Issue: Saturday, 14 June, 1918.
Miss Baxter left on Monday to undertake war work under the Army Medical Board.
Issue: Saturday, 6th July, 1918.
Gilmourton Sabbath School:
The children of this school had their usual outing on Saturday last, on the invitation of Mrs Morton, they spent a most enjoyable day at East Dykes. The thoughtfulness and kindness of Mrs Morton and family were shown in many ways, and contributed very much to the great success of the picnic.
Rankin United Free Church:
On the invitation of Mr and Mrs Dunlop, the Sabbath School trip took place on Wednesday afternoon to Netherfield Farm.
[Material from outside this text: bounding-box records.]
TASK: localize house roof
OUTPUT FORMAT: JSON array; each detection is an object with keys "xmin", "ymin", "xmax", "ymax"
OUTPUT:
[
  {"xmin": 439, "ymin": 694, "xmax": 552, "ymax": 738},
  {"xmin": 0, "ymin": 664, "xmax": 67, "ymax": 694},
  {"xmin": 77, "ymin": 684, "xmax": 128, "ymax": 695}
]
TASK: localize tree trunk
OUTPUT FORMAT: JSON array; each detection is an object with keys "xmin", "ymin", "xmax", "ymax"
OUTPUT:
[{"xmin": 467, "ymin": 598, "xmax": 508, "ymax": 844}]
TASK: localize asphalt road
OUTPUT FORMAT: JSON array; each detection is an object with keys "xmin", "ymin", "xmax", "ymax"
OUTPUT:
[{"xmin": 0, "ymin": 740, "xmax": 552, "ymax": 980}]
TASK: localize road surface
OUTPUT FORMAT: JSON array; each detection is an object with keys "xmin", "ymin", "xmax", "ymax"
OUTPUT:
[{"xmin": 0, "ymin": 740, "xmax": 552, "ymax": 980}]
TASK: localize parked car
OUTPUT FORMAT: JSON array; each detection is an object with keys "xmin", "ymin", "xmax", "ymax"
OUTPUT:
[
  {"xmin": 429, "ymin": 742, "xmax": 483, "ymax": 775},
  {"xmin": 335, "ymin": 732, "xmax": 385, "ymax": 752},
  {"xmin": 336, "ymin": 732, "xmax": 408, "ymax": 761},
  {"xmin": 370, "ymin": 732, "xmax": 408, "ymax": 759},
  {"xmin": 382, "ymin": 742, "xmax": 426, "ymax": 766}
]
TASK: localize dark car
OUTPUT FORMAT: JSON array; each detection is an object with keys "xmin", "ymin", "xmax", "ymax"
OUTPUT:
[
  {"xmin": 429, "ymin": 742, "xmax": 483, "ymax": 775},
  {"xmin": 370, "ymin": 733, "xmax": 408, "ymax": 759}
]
Through the kindness of Mr Stewart (Whinknowe), Mr Dunlop (Netherfield), and Mr Hamilton (Goodsburn), the younger children were conveyed to and from the farm in vans, while great kindness was also shown by Mr Taylor, baker. After a meal of milk and pies on arriving, the children had full scope in the farm field to indulge in games and races - the river also proving an added attraction. Later in the day the parents and teachers were entertained to a hearty tea, which was generously provided by Mr and Mrs Dunlop. Cheers for the host and hostess for their kindness, and for the Rev. D. H. Gerrard for his presence, brought a most enjoyable day to a close.
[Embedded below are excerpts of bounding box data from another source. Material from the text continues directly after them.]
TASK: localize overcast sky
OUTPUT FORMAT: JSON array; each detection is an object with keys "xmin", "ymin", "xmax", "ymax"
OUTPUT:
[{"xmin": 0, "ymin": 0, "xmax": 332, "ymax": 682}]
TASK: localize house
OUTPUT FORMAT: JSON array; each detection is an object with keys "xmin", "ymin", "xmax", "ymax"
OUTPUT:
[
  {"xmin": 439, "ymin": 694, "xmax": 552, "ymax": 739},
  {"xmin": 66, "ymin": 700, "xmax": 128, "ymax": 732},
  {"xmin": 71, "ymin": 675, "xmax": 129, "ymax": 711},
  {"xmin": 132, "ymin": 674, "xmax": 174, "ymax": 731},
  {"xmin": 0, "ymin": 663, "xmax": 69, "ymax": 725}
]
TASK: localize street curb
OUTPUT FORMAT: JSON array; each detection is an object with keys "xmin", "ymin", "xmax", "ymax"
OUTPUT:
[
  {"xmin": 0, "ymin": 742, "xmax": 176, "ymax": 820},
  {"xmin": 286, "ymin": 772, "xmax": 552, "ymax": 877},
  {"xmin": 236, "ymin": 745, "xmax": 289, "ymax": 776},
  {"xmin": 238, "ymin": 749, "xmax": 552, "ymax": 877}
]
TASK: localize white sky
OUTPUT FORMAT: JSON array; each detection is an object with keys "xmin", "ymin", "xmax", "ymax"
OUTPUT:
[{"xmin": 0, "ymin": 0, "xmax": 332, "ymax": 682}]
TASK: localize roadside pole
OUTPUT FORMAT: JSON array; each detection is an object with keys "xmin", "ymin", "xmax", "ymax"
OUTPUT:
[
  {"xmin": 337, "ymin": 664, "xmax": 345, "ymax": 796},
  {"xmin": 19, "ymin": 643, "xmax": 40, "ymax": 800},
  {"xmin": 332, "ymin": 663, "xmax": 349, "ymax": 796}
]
Parish Council of Avondale:
The monthly meeting was held on Tuesday. Present - Messrs. Andrew Barr, Wm. Beveridge, Wm. R. Brown, R. R. Galloway, John Wiseman, Patrick Wynn, Wm. Wright, and Wm. Dykes, chairman. Request for use of the George Allan Public Park for Red Cross fete etc., having been considered, and a deputation from the fete committee heard, the Council unanimously granted permission as requested - the park to be closed on Saturday, 13th July, except on payment of admission; other days open to the public (collections to be taken if wished), and all entertainments to stop at 10 p.m. daily. The School Board intimated that they required the sum of £2,500 from the rates this year, and increase of £150. The rates for 1918-19 were fixed. The works committee are to report as to site, etc., of suggested children’s yacht pond in Hastie Park. Poor Law cases were settled and accounts (£193.os.10d) passed for payment.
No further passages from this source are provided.